Coup de cœur d’Anouk Delcourt, librairie Point virgule (Namur), vendredi 24 mars 2023


De livre en livre, Maryline Desbiolles tisse les voix de femmes et d’hommes sur lesquels, d’ordinaire, le regard ne s’arrête pas. Qu’il s’agisse des siens, ses grands-parents italiens poussés par la misère jusqu’en Savoie (Primo) ou d’autres oubliés (les habitants de l’Ariane, un quartier dit « sensible » de Nice dans C’est pourtant pas la guerre), ses mots donnent à ces figures de l’exil et du déclassement une ardeur qui s’imprime durablement.

Il n’y aura pas de sang versé prolonge la démarche, en nous menant à vive allure vers la première grève de femmes, dans le Lyon de 1869. Pour autant, rien ici du livre d’histoire érudit et pesant. Ce qui anime Maryline Desbiolles, c’est sa volonté de donner voix, corps et mouvement à quatre ouvrières parmi les deux mille grévistes.

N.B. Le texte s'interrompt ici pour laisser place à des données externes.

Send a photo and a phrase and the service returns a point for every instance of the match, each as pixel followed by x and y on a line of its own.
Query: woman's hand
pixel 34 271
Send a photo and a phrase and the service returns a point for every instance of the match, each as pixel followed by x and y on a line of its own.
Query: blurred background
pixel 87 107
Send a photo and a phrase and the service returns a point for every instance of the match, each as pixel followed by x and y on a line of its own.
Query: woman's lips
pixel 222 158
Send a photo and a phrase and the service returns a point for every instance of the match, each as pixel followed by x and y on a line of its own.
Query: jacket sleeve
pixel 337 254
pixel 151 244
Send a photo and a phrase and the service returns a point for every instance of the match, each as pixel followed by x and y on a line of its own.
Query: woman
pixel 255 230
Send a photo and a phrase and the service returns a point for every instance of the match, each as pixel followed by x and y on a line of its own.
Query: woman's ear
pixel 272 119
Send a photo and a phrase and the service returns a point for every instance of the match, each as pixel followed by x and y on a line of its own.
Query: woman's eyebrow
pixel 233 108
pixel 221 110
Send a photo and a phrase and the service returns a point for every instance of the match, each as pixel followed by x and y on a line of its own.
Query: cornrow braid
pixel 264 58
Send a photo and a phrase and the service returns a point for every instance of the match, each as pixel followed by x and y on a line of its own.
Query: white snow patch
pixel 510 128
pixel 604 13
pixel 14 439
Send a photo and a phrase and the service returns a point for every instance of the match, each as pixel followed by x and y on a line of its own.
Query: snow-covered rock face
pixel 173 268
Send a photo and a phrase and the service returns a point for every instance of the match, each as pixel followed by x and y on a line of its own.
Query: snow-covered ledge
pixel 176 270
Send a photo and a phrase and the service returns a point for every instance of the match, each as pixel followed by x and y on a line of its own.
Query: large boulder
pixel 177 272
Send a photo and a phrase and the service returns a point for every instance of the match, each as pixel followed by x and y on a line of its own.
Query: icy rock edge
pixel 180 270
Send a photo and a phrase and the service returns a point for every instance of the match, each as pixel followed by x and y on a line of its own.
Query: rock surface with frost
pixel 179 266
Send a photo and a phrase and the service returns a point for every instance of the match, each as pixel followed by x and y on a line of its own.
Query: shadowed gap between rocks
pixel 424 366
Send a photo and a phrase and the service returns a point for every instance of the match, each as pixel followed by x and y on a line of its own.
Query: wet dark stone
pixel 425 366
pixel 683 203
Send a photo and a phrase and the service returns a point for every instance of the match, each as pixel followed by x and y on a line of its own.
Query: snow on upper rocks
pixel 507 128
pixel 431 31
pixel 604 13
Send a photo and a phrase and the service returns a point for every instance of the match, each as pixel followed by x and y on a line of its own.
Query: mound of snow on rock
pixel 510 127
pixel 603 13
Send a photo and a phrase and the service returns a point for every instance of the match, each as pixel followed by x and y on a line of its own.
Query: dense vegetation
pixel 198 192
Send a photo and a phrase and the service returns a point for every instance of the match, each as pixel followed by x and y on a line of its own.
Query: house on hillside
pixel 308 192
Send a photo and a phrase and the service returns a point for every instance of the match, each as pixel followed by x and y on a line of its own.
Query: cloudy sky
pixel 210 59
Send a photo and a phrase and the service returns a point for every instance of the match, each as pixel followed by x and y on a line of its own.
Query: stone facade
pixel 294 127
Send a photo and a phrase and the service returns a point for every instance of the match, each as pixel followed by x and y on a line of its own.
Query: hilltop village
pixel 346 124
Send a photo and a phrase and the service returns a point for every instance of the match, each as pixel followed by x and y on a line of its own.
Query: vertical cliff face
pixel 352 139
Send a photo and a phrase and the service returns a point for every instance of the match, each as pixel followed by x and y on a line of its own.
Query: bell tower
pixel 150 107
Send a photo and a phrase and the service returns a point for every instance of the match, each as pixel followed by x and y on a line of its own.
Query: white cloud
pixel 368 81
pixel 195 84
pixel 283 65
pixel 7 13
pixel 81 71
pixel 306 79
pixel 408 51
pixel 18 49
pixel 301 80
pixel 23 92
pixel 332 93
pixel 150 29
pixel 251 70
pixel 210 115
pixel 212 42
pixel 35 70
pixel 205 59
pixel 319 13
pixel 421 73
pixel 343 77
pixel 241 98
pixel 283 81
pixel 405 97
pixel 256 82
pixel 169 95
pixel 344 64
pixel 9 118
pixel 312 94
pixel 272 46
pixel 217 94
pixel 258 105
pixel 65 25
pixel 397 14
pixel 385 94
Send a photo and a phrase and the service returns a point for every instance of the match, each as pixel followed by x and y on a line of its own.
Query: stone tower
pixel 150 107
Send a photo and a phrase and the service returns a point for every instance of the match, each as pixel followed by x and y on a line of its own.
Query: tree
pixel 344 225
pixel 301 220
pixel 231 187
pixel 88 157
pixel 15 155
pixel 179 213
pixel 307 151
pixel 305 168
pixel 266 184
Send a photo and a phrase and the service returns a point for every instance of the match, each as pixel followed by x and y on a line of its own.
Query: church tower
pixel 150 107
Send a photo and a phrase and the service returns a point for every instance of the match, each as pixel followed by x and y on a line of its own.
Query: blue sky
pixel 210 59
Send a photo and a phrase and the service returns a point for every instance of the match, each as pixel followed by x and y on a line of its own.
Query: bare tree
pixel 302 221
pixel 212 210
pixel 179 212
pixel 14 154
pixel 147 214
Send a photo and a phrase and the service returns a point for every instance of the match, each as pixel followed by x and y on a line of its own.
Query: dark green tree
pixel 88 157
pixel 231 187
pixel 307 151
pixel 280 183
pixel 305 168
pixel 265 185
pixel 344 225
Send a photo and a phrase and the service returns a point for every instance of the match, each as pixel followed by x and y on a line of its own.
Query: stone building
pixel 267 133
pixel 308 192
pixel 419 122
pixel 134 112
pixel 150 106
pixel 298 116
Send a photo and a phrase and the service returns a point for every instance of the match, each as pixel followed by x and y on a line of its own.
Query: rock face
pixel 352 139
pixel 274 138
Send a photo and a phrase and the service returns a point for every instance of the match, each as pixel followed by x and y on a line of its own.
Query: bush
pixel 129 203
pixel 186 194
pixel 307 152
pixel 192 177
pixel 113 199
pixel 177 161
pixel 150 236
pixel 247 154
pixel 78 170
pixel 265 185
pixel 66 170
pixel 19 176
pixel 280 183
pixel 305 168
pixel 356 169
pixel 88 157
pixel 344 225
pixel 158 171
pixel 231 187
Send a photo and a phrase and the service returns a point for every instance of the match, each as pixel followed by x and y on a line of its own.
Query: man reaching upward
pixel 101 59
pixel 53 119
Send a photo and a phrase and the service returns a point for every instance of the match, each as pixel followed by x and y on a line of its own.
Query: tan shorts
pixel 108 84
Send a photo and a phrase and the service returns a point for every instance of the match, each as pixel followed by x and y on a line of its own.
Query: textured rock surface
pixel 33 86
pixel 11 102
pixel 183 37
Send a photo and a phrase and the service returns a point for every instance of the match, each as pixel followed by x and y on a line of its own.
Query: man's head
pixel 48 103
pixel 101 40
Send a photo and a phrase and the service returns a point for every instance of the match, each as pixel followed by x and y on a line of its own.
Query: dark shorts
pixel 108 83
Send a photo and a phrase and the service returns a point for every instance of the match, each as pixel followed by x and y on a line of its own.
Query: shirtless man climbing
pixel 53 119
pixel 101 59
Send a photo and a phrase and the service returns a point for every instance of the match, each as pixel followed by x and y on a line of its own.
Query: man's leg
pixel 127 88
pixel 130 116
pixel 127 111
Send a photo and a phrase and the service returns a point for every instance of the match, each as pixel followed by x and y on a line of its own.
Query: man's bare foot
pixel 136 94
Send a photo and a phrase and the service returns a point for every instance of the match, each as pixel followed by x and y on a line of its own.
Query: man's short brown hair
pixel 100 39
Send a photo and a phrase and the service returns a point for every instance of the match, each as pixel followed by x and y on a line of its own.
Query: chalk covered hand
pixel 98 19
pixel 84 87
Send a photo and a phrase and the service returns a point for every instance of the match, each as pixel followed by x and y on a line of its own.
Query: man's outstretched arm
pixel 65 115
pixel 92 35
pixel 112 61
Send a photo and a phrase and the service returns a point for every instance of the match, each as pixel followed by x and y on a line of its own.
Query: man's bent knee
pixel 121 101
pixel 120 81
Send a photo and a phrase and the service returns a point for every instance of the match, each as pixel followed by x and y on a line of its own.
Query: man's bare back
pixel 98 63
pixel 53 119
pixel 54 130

Quatre filles aux pas desquelles elle nous attache par la grâce de son écriture alerte et sensible.

Elles viennent du Piémont, de Provence ou de Savoie. Toia, Rosalie, Marie et Clémence partagent pourtant des enfances parallèles, marquées du sceau de la misère. Arrivées à Lyon, l’industrie de la soie les avale: une main d’oeuvre dure à la tâche, sans instruction, sans revendication. Toutes quatre sont ovalistes: dans les salles ovales des moulins, au rythme imposé par les machines, elles tordent et enroulent les fils de soie destinés au tissage. Vies de peu, environnées par les maladies, les morts en couches, la violence des patrons.

En passant le relai de l’une à l’autre, Maryline Desbiolles suit leurs élans, leurs espoirs, leurs déconvenues jusqu’à cette ligne d’arrivée qu’est le début de la grève. Alors les relayeuses se fondent dans un « nous » et nous entraînent à leur suite. « Entre les visages rapprochés des femmes en mouvement ou mieux, en circulation, un instant nous ne reconnaissons plus ceux des quatre relayeuses comme si leurs traits s’échangeaient, le sourire de l’une éclairant le visage de l’autre, comme si leurs cheveux se mêlaient et le brillant des yeux l’emportait sur la variété des couleurs ».

La grève: quelques semaines où le temps se suspend, quelques acquis qu’il faudra mettre à profit, « le dénouement est à inventer ». Pour nos quatre ovalistes, elle creuse une ligne de démarcation dans leurs vies. En éclairant ces femmes de son écriture vive et précise, résolument solidaire, Maryline Desbiolles explore de nouvelles façons d’écrire les luttes d’autrefois pour nourrir celles d’aujourd’hui.